Should we talk about non-native speakers? | Stillman Translations
Should we talk about non-native speakers?

What is the first thing that comes to mind when you hear “non-native speaker”?

Many say it’s a mistake, and they have a point. Here’s why. 

What is the first thing that comes to mind when you hear “non-native speaker”?  

According to the Cambridge dictionary, the meaning of non-native speaker is someone who has learned a particular language as a child or adult rather than as a baby.  

Yet, there is a certain bias. Apologies for not being a native speaker are much more common in English than in other languages. The term “non-native speaker” is used to describe people who learnt English later on in life. And for some reason, for many, not being impeccable at it or having an accent makes them feel apologetic. As if at fault, somehow. 

From a linguistic point of view, this makes sense: calling somebody non-anything is invalidating. Imagine divisions being white and non-White? Local and non-local. The prefix ‘non’ states deviance from the “norm”. 

It’s for this reason that the US Department of Education is now using “English Language Learners” or “English Learners” to identify kindergarten through high school students whose native language is not English but who are actively trying to learn it. Other terms like “multilingual speakers” are also being proposed. Terms that could shift public attitudes to be more welcoming towards other languages. 

This is not a minor issue in a country of 1.18 million immigrants, according to data from the US Department of Homeland Security. A country where only 17% of immigrant households speak English.  

Source: Pew Research Center

The thing is, we are very comfortable with English being the norm. So much, it has become an expectation for people to know it, understand it, spread it. Director Steven Spielberg deliberately omitted subtitles for scenes in Spanish in his remake of the film “West Side Story”. His reason why is strongly related to the subject in discussion. “If I subtitled the Spanish I’d simply be doubling down on the English and giving English the power over the Spanish. This was not going to happen in this film, I needed to respect the language enough not to subtitle it,” he said.  

You can read more about this in our previous article America’s Language Gap.

How the term ‘non-native’ has had a huge impact on teaching 

Meri Maroutian is a Delta-qualified teacher based in Parma and was born in Armenia. She is an example of the social injustices reserved for those perceived as foreigners or “non-native”. This is why she named her blog the non-native speaker

To what concerns teaching, enrolling in a class whose teacher is a native speaker is perceived as better. By contrast, non-native teachers are one step below in quality. But being a native speaker makes you a better speaker, not a better teacher.  

She even has a video on the topic where she states: “Imagine that all the studying and certifications that you hold don’t matter. They matter only if you were born in the United Kingdom, Australia, Canada, or in some cases if you were born in the States”.  

So there is yet another universe where the use of the term ‘non-native’ perpetuates stereotyping of TESOL professionals. And that makes teachers feel inadequate. 

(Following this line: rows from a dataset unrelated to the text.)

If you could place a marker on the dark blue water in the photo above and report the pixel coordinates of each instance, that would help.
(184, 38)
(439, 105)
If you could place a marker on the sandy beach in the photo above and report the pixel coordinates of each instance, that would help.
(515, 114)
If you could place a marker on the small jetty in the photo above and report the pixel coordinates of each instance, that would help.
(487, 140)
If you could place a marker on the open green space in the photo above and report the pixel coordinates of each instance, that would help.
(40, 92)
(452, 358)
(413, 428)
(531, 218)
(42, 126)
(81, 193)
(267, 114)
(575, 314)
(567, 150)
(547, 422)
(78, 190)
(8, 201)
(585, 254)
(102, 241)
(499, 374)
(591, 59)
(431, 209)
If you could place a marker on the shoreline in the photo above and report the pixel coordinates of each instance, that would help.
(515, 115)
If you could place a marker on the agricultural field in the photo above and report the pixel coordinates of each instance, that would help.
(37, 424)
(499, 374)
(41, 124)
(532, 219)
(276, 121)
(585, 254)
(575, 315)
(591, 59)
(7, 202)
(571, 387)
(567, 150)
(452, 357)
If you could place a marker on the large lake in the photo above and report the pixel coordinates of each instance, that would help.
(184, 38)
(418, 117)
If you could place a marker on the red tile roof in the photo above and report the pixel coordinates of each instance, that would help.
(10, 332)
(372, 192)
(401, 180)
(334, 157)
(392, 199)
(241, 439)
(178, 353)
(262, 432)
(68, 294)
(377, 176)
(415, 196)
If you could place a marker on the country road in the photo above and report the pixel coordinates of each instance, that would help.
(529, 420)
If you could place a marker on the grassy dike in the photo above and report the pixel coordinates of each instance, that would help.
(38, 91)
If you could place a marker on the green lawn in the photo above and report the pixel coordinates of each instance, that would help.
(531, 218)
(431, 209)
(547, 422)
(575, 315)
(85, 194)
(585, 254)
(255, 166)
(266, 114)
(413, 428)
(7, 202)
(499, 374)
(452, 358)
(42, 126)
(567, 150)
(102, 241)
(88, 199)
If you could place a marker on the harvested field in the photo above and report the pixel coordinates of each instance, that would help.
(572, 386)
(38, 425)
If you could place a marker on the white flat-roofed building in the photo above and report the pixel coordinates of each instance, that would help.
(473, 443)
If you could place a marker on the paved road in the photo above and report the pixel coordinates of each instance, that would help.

TESOL teacher Sulaiman Jenkins proposes the framework should address the following features: 

Mother tongue of a TESOL professional, where such identification has some academic, pedagogical, or professional relevance 

– Usage and ability to manipulate the language and not simply “speaking” it. How they teach it, write it, read it, etc. 

Competency and fluency in the English language, which can be translated to if they understand the language, can articulate its rules, can accurately utilize a wealth of vocabulary, etc. 

Photo by ThisisEngineering RAEng on Unsplash 

Should English be taught in the US? 

The answer to “should we teach English” is yes. Not by us, but by the U. S. Supreme Court’s interpretation of the Civil Rights Act in Lau v. Nichols (1974). Local school districts and states must provide appropriate services to limited-English-proficient students. But the up-and-coming question is, for how long? 

On average, it takes four years to achieve English language proficiency. And academic English proficiency can take four to seven years. The clear conclusion emerging from diverse data sets is that even in the two California districts that are considered the most successful in teaching English to LEP students, oral proficiency takes 3 to 5 years to develop, and academic English proficiency can take 4 to 7 years.  

But this right is a right so people can feel the most comfortable in the country they choose as home. By no means does it mean they should “sound native” nor be confronted by stereotypes like those previously mentioned.  

With measures like these, small gestures like Spielbergs, and vocabulary swaps like the U.S Department of Education’s, we slowly approach a more safe and friendly social environment.